Beethoven ha la capacità di semplificarmi la vita. Quando ascolto la sua musica (che è veramente quasi tutta Musica, con rarissime eccezioni del tutto marginali) ogni pensiero e sentimento torna ad occupare il suo posto: le battaglie interiori, le ansie e i tormenti, che sono dialetticamente rappresentate nelle sue composizioni, trovano un senso e, pur non annullandosi, si compongono in un tessuto comprensibile. Beethoven trasforma il caos in cosmo senza addomesticarlo, senza nulla togliergli della sua intensa e terribile grandiosità.

Pestelli dice della Nona che "anche chi non l'ha mai ascoltata a grandezza naturale sa che esiste." Tagliuzzata al cinema o in pubblicità, usata come inno dell'Unione Europea non riesce perdere la sua incredibile Bellezza e ti colpisce come uno schiaffo ogni volta che l'ascolti. Ricordo l'esaltazione del primo ascolto dal vivo, Santa Cecilia all'Auditorio Pio, 1994? 1995?, una poltrona quasi in prima fila, fin troppo vicina, completamente investita dal volume sonoro grandioso e immenso dell'orchestra e del coro, forse Thielemann sul podio, non ricordo più.

Ascolto adesso un CD comprato alcuni anni fa, una rimasterizzazione dell'incisione di Toscanini del 1 aprile 1952 alla Carnegie Hall di New York. E' un'incisione asciutta e scabra, senza compiacimenti, quasi stridente in certi usi delle percussioni e dei fiati. Mi piace. Mi dice che la grandezza è anche ruvida e aspra, senza mezzi termini in quello che ha da dire.
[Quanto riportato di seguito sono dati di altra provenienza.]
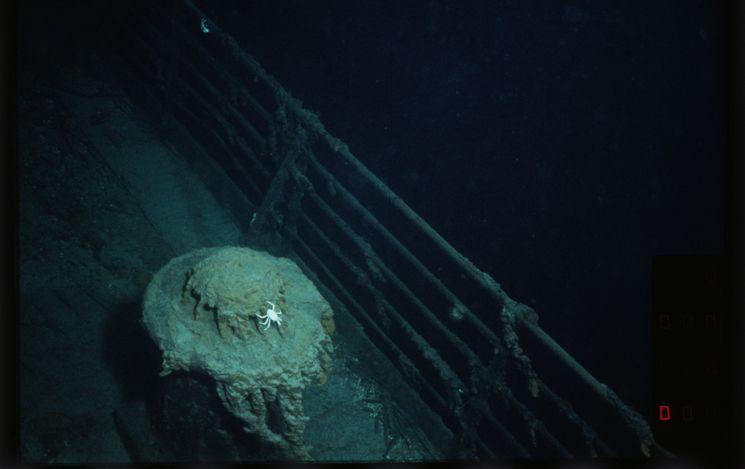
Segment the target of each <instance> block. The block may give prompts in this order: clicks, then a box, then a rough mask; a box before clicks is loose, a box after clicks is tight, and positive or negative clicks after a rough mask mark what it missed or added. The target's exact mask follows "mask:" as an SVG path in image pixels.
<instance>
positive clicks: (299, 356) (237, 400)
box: [143, 247, 334, 459]
mask: <svg viewBox="0 0 745 469" xmlns="http://www.w3.org/2000/svg"><path fill="white" fill-rule="evenodd" d="M267 318H268V319H267ZM278 319H279V320H278ZM143 324H144V325H145V327H146V328H147V330H148V331H149V333H150V336H151V337H152V338H153V340H154V341H155V342H156V343H157V344H158V346H159V347H160V349H161V350H162V352H163V371H162V373H161V375H166V374H168V373H170V372H171V371H173V370H184V371H190V372H197V373H204V374H207V375H209V376H211V377H212V378H213V379H214V380H215V384H216V388H217V389H216V390H217V394H218V396H219V397H220V399H221V400H222V402H223V404H224V405H225V407H226V408H227V409H228V410H229V411H230V412H231V413H233V414H234V415H235V416H237V417H238V418H240V419H241V420H242V421H243V422H244V425H245V427H244V428H245V430H246V431H248V432H251V433H254V434H256V435H258V436H259V437H260V438H262V439H263V440H264V441H267V442H271V443H274V444H276V445H277V446H279V447H280V448H282V449H284V450H286V451H287V452H288V453H289V454H291V455H292V456H294V457H298V458H302V459H307V458H308V457H309V456H308V448H307V447H306V445H305V444H304V441H303V430H304V429H305V423H306V421H307V417H306V416H305V415H304V413H303V405H302V395H303V390H304V389H305V388H306V387H307V386H308V385H310V384H311V383H312V382H313V381H314V380H316V381H317V382H319V383H323V382H325V380H326V376H327V374H328V373H329V371H330V369H331V353H332V344H331V338H330V335H331V333H332V332H333V330H334V322H333V313H332V310H331V307H330V306H329V304H328V303H327V302H326V300H324V299H323V297H322V296H321V295H320V293H319V292H318V290H317V289H316V288H315V286H314V285H313V283H312V282H311V281H310V280H309V279H308V278H307V277H306V276H305V275H304V274H303V273H302V271H301V270H300V268H299V267H298V266H297V265H296V264H295V263H294V262H292V261H291V260H289V259H286V258H278V257H273V256H270V255H269V254H266V253H264V252H259V251H255V250H252V249H249V248H242V247H223V248H206V249H198V250H196V251H193V252H191V253H188V254H185V255H182V256H180V257H177V258H174V259H172V260H171V261H170V262H169V263H168V264H167V265H166V266H165V267H163V268H162V269H161V270H160V271H159V272H158V273H157V274H156V275H155V276H154V278H153V280H152V282H151V283H150V285H149V287H148V288H147V291H146V292H145V300H144V311H143Z"/></svg>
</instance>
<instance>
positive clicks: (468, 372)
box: [111, 0, 667, 457]
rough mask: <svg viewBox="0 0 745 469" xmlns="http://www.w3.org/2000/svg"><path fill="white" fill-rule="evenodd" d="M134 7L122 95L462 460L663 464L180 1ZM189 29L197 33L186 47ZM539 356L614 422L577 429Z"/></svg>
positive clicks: (438, 238) (545, 365) (296, 112)
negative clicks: (231, 189)
mask: <svg viewBox="0 0 745 469" xmlns="http://www.w3.org/2000/svg"><path fill="white" fill-rule="evenodd" d="M166 5H167V6H168V7H166ZM138 6H139V7H141V8H144V9H140V10H135V9H133V8H131V9H129V10H126V11H124V12H122V14H121V15H120V16H119V17H118V19H119V22H118V26H117V29H116V30H115V31H113V34H112V35H111V37H112V40H111V45H112V46H113V47H114V48H115V49H116V50H117V51H118V52H119V53H120V55H121V57H122V58H123V59H124V63H125V64H126V68H127V70H128V71H129V72H131V73H132V77H133V78H132V81H133V82H136V83H133V86H137V88H138V89H139V93H141V94H142V95H143V96H144V97H146V98H147V99H148V100H151V101H152V102H153V103H158V106H159V107H160V109H162V110H163V111H162V112H164V113H168V114H169V115H170V116H172V117H173V118H174V119H175V120H176V121H178V122H179V123H180V124H181V125H183V126H185V127H186V128H188V129H189V131H190V132H191V133H192V134H193V135H194V136H195V140H197V141H199V142H200V143H201V144H202V146H203V148H205V149H209V151H206V152H207V153H209V154H210V155H212V156H213V157H215V158H216V159H218V160H219V161H220V162H221V163H222V164H223V165H225V166H226V167H229V169H230V171H228V173H229V174H230V175H231V177H233V178H234V179H235V181H236V183H237V184H238V185H239V186H240V187H241V188H242V189H243V191H244V193H245V195H246V197H247V198H248V200H249V201H250V202H251V203H252V205H253V210H254V216H253V219H252V221H251V231H252V233H251V236H252V244H253V245H254V246H259V247H262V248H264V249H267V250H268V251H270V252H272V253H274V254H279V255H286V256H290V257H292V258H294V259H295V260H296V261H297V262H298V264H299V265H300V266H301V268H302V269H303V270H304V271H305V272H306V273H307V274H308V275H309V276H310V277H311V278H312V279H313V280H314V282H315V283H316V284H317V285H319V288H320V289H321V291H322V292H323V293H324V295H326V296H327V298H329V300H330V302H331V303H332V305H334V307H335V308H337V309H343V310H344V311H347V312H348V313H349V314H351V315H352V316H353V317H354V318H356V320H357V321H359V322H360V323H361V324H362V325H363V326H364V328H365V330H366V332H367V333H368V335H369V336H370V338H371V340H372V341H373V342H374V343H375V344H376V345H377V346H378V347H379V348H380V349H381V350H382V351H383V352H384V353H386V355H387V356H388V357H390V358H391V361H392V362H393V363H394V364H395V365H396V366H397V367H398V369H399V370H400V371H401V374H402V376H403V377H404V378H405V379H406V380H407V382H408V383H409V384H410V385H411V386H412V387H413V388H414V389H415V390H416V391H418V392H419V394H420V395H421V396H422V399H423V400H425V401H426V402H427V403H428V404H429V405H430V407H431V408H432V409H433V410H435V411H436V412H437V413H438V414H440V415H441V416H442V418H443V422H445V424H446V425H448V426H449V427H450V428H451V430H453V433H454V434H456V435H459V442H458V445H459V447H460V448H461V449H462V450H463V452H462V453H461V454H466V455H474V456H486V457H493V456H519V457H534V456H561V457H571V456H588V455H589V456H597V455H600V456H616V455H621V454H628V453H629V452H631V451H636V452H638V453H639V454H644V455H646V456H650V455H652V454H667V453H666V451H665V450H664V449H662V448H660V447H659V446H658V445H657V444H656V443H655V441H654V439H653V437H652V433H651V431H650V428H649V426H648V425H647V423H646V422H645V420H644V418H643V417H642V416H641V415H639V414H638V413H637V412H635V411H634V410H633V409H631V408H630V407H629V406H627V405H626V404H624V403H623V402H622V401H621V399H620V398H619V397H618V396H617V395H616V393H615V392H613V391H612V390H611V389H610V388H608V387H607V386H606V385H604V384H602V383H600V382H599V381H598V380H597V379H595V378H594V377H593V376H592V375H591V374H590V373H589V372H588V371H587V370H586V369H585V368H583V367H582V366H581V365H580V364H579V363H578V362H577V361H576V360H574V358H572V356H571V355H570V354H569V353H567V352H566V351H565V350H564V349H563V348H562V347H561V346H559V345H558V344H557V343H556V342H555V341H554V340H553V339H552V338H551V337H550V336H549V335H548V334H547V333H546V332H545V331H544V330H543V329H542V328H541V327H540V325H539V324H538V315H537V314H536V313H535V311H533V310H532V309H531V308H530V307H528V306H526V305H523V304H521V303H519V302H517V301H515V300H513V299H512V298H510V297H509V296H508V295H507V293H506V292H505V291H504V290H503V289H502V288H501V286H500V285H499V284H498V283H497V282H496V281H494V279H492V277H491V276H489V275H488V274H487V273H485V272H482V271H481V270H479V269H478V268H477V267H476V266H475V265H474V264H473V263H472V262H471V261H470V260H469V259H467V258H466V257H464V256H463V255H462V254H460V253H459V252H458V251H457V250H456V249H455V248H454V247H453V246H452V245H450V244H449V243H448V242H447V241H446V240H445V239H444V238H443V237H442V236H440V235H439V234H438V233H437V231H435V230H434V229H433V228H432V227H431V226H430V225H429V224H428V223H427V222H426V221H425V220H423V219H422V218H421V217H420V216H419V215H418V214H417V213H416V212H415V211H414V210H412V209H411V208H410V207H409V206H408V205H407V204H406V203H405V202H404V201H403V200H402V199H401V198H400V197H398V196H397V195H396V194H395V193H394V192H393V191H392V190H391V189H390V188H389V187H388V186H387V185H386V184H385V183H384V182H383V181H382V180H380V179H379V178H378V177H377V176H376V175H375V174H373V173H372V172H371V171H370V170H369V169H368V168H367V167H366V166H365V165H364V164H363V163H362V162H361V161H360V160H359V159H358V158H357V157H355V155H353V154H352V152H351V151H350V149H349V148H348V146H347V145H346V144H345V143H344V142H342V141H341V140H339V139H337V138H335V137H333V136H332V135H331V134H330V133H329V132H328V131H327V130H326V129H325V127H324V125H323V124H322V123H321V121H320V119H319V118H318V116H317V115H316V114H314V113H313V112H311V111H309V110H307V109H305V108H304V107H303V106H302V104H301V103H300V101H298V100H297V99H295V98H293V97H292V96H291V95H290V94H289V93H288V92H287V91H286V90H285V89H284V88H283V87H282V86H281V85H280V84H279V83H278V82H277V81H276V80H275V79H274V78H273V77H272V76H271V75H270V74H269V73H268V72H267V71H266V70H264V68H263V67H262V66H261V65H260V64H259V63H258V62H256V61H255V60H254V59H253V58H252V57H251V56H250V55H249V54H248V53H247V52H245V50H244V49H243V48H242V47H241V46H240V45H239V44H238V42H237V41H236V40H235V39H234V38H233V37H232V36H231V35H230V34H228V33H227V32H225V31H223V30H222V29H221V28H220V27H219V26H218V24H217V23H216V22H215V21H214V19H213V18H210V17H209V15H208V14H207V13H206V12H205V11H203V10H202V9H200V8H199V7H198V6H197V5H196V4H195V3H193V2H192V1H190V0H185V1H183V2H172V3H168V4H164V3H160V2H150V3H148V4H138ZM166 8H168V9H166ZM202 21H204V22H206V24H207V25H208V26H209V29H210V32H209V34H199V33H196V32H195V30H196V28H197V27H198V26H197V25H199V24H200V22H202ZM217 155H219V157H218V156H217ZM362 186H364V187H362ZM350 214H352V215H350ZM247 216H248V215H247ZM443 266H444V267H443ZM527 343H530V344H532V346H531V349H530V350H529V351H526V347H527V345H526V344H527ZM537 354H543V355H542V356H546V357H547V358H546V359H547V360H554V361H555V362H556V363H558V364H559V365H560V366H564V367H565V368H566V370H567V374H568V375H571V376H572V377H573V378H574V382H575V384H574V386H576V387H577V389H580V388H582V389H584V390H585V392H588V393H589V394H590V395H594V396H595V398H596V399H597V401H598V402H599V403H600V405H601V406H605V408H607V410H608V412H609V413H612V414H614V415H615V416H616V420H615V421H614V420H613V419H607V418H600V419H599V418H597V417H596V416H593V415H592V414H591V413H589V412H585V413H584V414H585V415H581V414H582V409H581V408H582V407H583V405H582V402H575V401H574V399H573V397H572V395H571V393H569V395H567V392H566V390H565V392H564V394H565V395H564V396H563V397H562V396H561V392H559V391H558V390H557V389H555V386H557V384H556V383H550V382H548V381H547V380H544V379H543V378H542V373H541V363H542V361H538V360H532V359H531V357H533V356H536V355H537ZM542 366H543V367H544V368H545V367H546V366H548V365H542ZM562 386H563V387H566V385H562ZM606 427H610V428H606ZM619 435H620V436H619Z"/></svg>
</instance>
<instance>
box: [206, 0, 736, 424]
mask: <svg viewBox="0 0 745 469" xmlns="http://www.w3.org/2000/svg"><path fill="white" fill-rule="evenodd" d="M715 7H716V5H715V3H713V2H706V1H684V2H680V1H675V2H673V1H663V2H627V3H618V2H587V1H586V2H581V1H574V2H551V1H544V2H504V1H468V2H463V1H456V0H443V1H428V2H425V1H414V2H388V1H365V2H338V1H320V2H300V1H297V2H282V3H277V2H273V1H260V2H251V3H248V4H247V3H245V2H236V1H232V2H231V1H226V2H222V3H221V4H220V5H219V7H214V6H213V7H212V9H211V11H210V13H211V14H213V15H214V17H215V18H216V20H217V21H220V23H221V24H222V25H223V27H224V28H225V29H226V30H229V31H231V32H232V33H233V34H234V35H235V36H236V37H237V38H238V39H239V41H240V42H241V43H242V44H243V46H244V47H246V48H247V50H249V51H250V52H251V53H252V54H254V55H255V56H256V58H257V59H258V60H259V61H260V62H261V63H262V64H264V66H265V67H266V68H267V69H268V70H270V71H271V73H273V74H274V75H275V76H276V77H277V78H278V79H279V80H280V82H282V83H283V84H284V85H285V86H286V87H287V88H288V89H289V90H291V91H292V93H293V94H294V95H295V96H296V97H298V98H300V99H301V100H302V101H303V102H304V104H305V105H306V106H307V107H308V108H310V109H312V110H315V111H318V112H319V113H320V115H321V119H322V120H323V121H324V123H325V124H326V126H327V128H328V129H329V130H330V132H331V133H332V134H334V135H336V136H338V137H340V138H341V139H342V140H344V141H346V142H347V143H348V144H349V145H350V148H351V150H352V151H353V152H354V153H355V154H356V155H357V156H358V157H359V158H360V159H361V160H362V161H363V162H364V163H365V164H366V165H368V167H369V168H370V169H371V170H372V171H373V172H375V173H376V174H378V175H380V176H381V177H382V179H384V180H385V181H386V182H387V183H388V184H389V185H390V186H391V187H392V188H393V190H394V191H396V192H397V193H398V194H399V195H401V196H402V197H403V198H404V200H405V201H407V202H408V203H409V204H410V205H411V206H412V207H413V208H414V209H415V210H417V211H418V212H419V213H420V214H421V215H422V216H423V218H424V219H426V220H427V221H429V222H430V223H431V224H432V225H433V226H434V227H435V229H437V230H439V231H440V232H441V233H442V234H443V235H444V237H445V238H446V239H448V240H449V241H450V242H451V243H452V244H453V245H454V246H455V247H456V248H457V249H459V250H461V251H462V252H463V253H464V254H465V255H466V256H468V257H469V258H471V259H472V260H473V261H474V262H475V263H476V265H477V266H479V267H480V268H481V269H483V270H485V271H487V272H489V273H491V274H492V275H493V276H494V277H495V278H496V279H497V281H499V282H501V283H502V285H503V286H504V288H505V289H506V291H507V292H508V293H509V294H510V295H512V296H513V297H515V298H516V299H517V300H518V301H521V302H524V303H526V304H529V305H531V306H532V307H534V308H535V309H536V310H537V311H538V313H539V314H540V315H541V323H542V324H543V326H544V327H545V328H546V329H547V330H548V331H549V332H550V333H551V334H552V335H554V336H555V337H556V339H557V340H558V341H559V342H560V343H561V344H562V345H564V346H565V347H566V348H567V349H568V350H569V351H570V352H571V353H572V354H574V355H575V357H576V358H577V359H578V360H579V361H580V362H581V363H583V364H584V365H585V366H586V367H587V368H588V369H589V370H590V371H591V372H592V373H593V374H595V375H596V376H597V377H598V378H599V379H600V380H601V381H603V382H607V383H608V384H609V385H611V386H612V387H615V388H616V389H618V390H619V393H620V394H621V396H622V397H623V398H624V399H628V400H629V402H630V403H631V404H632V405H634V406H635V407H636V408H638V409H639V410H641V411H642V412H645V411H646V410H647V408H646V406H647V405H648V399H649V396H650V390H649V386H650V379H649V373H650V369H649V363H650V361H651V357H650V353H651V350H650V342H651V333H650V319H649V317H650V275H651V272H650V268H651V262H652V256H655V255H661V254H719V253H721V251H722V249H723V229H722V223H723V187H722V184H723V174H722V153H723V151H724V144H723V133H722V130H721V129H722V124H723V118H724V111H725V104H726V103H725V102H724V94H723V93H724V71H723V64H724V55H723V54H724V49H723V40H724V38H723V36H722V31H723V26H722V18H721V12H720V11H718V10H717V9H716V8H715ZM209 10H210V8H209V7H208V11H209Z"/></svg>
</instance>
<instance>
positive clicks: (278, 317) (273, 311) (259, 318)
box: [256, 301, 282, 330]
mask: <svg viewBox="0 0 745 469" xmlns="http://www.w3.org/2000/svg"><path fill="white" fill-rule="evenodd" d="M267 303H269V304H270V305H271V306H272V307H271V308H267V310H266V314H264V315H263V316H262V315H261V314H256V317H257V318H259V319H261V321H259V324H261V325H262V326H266V327H264V330H267V329H269V328H270V327H272V323H273V322H276V323H277V327H279V326H280V325H281V324H282V318H280V317H279V316H280V315H281V314H282V311H281V310H278V309H276V308H277V307H276V306H275V305H274V303H272V302H271V301H267Z"/></svg>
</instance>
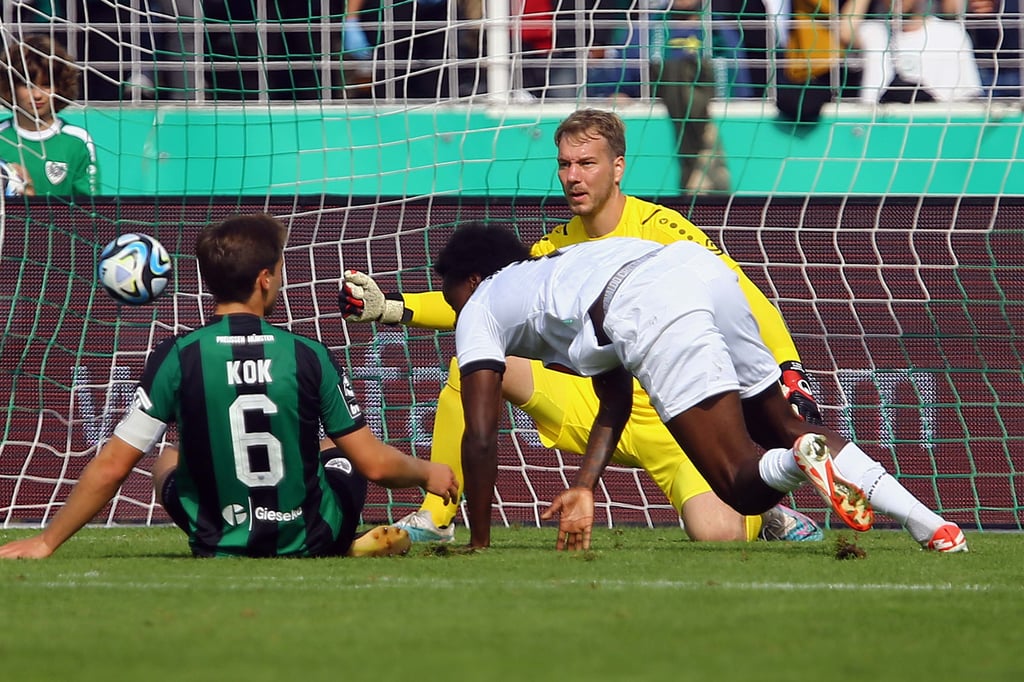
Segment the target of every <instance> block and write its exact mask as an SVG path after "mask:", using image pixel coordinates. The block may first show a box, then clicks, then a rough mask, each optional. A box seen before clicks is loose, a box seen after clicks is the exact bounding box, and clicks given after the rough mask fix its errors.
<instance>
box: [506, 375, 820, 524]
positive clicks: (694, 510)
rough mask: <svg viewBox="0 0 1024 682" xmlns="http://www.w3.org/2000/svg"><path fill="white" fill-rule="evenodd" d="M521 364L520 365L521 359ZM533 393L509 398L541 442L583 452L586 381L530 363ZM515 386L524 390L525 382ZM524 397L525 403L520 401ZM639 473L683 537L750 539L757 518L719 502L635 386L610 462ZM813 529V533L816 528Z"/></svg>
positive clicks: (577, 377) (639, 390) (757, 518)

Quando Beethoven compose questa Sinfonia era ormai del tutto sordo. Al punto che, più che realmente dirigerla, seguì la prima guardando i professori d'orchestra seduto sul palco accanto ad Ignaz Umlauf. Fu lui a far dolcemente voltare Beethoven per "vedere" l'applauso che lo acclamava. Questo gesto pietoso e di rispettoso affetto mi commuove ogni volta che lo penso e che lo vedo con gli occhi dell'immaginazione.